スウェットパンチ (Sweat Punch)
- Genre: Short subject (Musical, Sci-fi, Gothic, Mecha)
- Directed by: Hidekazu Ohara Osamu Kobayashi Kazuto Nakazawa Yasushi Muraki Nobutaka Ito
- Produced by: Eiko Tanaka
- Studio: Studio 4°C
- Released: 2001 – January 25, 2007
- Runtime: 52 minutes
- Episodes: 5

= Sweat Punch =

Japanese OVA series

Sweat Punch (スウェットパンチ, Suuettopanchi) is a series of five Studio 4°C shorts collected in January 2007 as a direct-to-DVD package film titled Deep Imagination. The first four shorts had previously featured on the 4-volume "DVD magazine" series, Grasshoppa! (グラスホッパー！, Gurasuhoppa!), with one Sweat Punch episode per Grasshoppa! DVD. Upon collection and release in 2007's Deep Imagination, a fifth short was added to the Sweat Punch series. Each short is directed by a different director, and the shorts deal with a variety of subjects.

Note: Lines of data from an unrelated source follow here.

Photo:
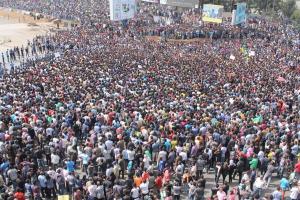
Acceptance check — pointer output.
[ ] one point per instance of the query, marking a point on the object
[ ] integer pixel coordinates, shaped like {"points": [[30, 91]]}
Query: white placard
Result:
{"points": [[122, 9]]}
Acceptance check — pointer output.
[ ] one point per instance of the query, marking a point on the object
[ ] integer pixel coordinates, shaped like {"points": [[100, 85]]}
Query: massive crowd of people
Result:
{"points": [[122, 116]]}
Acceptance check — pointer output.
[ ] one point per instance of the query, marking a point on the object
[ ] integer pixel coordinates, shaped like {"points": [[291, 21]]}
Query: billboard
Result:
{"points": [[212, 13], [122, 9], [151, 1], [181, 3], [240, 13]]}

==Professor Dan Petory's Blues==
A 10-minute short directed by Hidekazu Ohara, "Professor Dan Petory's Blues" (「タンペトリー教授の憂鬱」, "Tanpetori Kyouju no Yuuutsu") is a musical number starring a hand puppet named Junior. The puppet is controlled by the drunken Professor Dan Petory who explains in puppetry the answers to such questions as why the Earth is blue and why UFOs fly in a zig-zag pattern.

==End of the World==
A 10-minute short directed by Osamu Kobayashi, "End of the World" is a science fiction story about a young alien girl named Yuko as she escapes from the world of humans. After returning to her own world with Kazumi, a human girl she met at a rock concert on Earth, Yuko wages a retaliatory campaign against hordes of S&M monsters, and the evil queen of Yuko's world. The music featured is by the all-girl punk rock group, Lolita No.18. The short features the voice-talent of Hikaru Midorikawa.

==Comedy==

An 11-minute short directed by Kazuto Nakazawa, the gothic "Comedy" (「喜劇」, "Kigeki") is based on Shubert's "Demon King," and features the two Schubert pieces, "Ellens dritter Gesang" and "Erlkönig".

The story details the adventures of a pale young girl (Ai Maeda) during the Irish War of Independence. She who travels to the Demon’s Castle in search of the infamous Black Swordsman (Hikaru Midorikawa) who has the power to utterly decimate entire armies. She hoped to recruit him to defeat the English soldiers, but he was rumored to only accept a particular genre of book as payment for his services. She took him a copy of Denney's Comedy, and upon receiving the book, the swordsman engulfed himself in reading it. When the English attack was imminent, the Black Swordsman finished the novel and intercepted and killed the 200 English soldiers. The bodies disappeared, leaving only their armor. The swordsman, his mouth covered in blood, warned the girl not tell anyone what happened or he would kill her.

==Beyond==
An 8-minute short directed by Yasushi Muraki, "Beyond" (「彼岸」, "Higan") is a mecha piece set in a battlefield. The story revolves around three soldiers in mech powersuits who are engaged in a fight to the death against two mobile tanks.

==Junk Town==
A 13-minute short, "Junk Town" (「ガラクタの町」, "Garakuta no Machi") represents the directorial debut of Nobutaka Ito. This is a science fiction story about a young boy who discovers and befriends a small robot at a shopping arcade. The robot is hungry and he grows in size as he devours a number of machines of increasing size.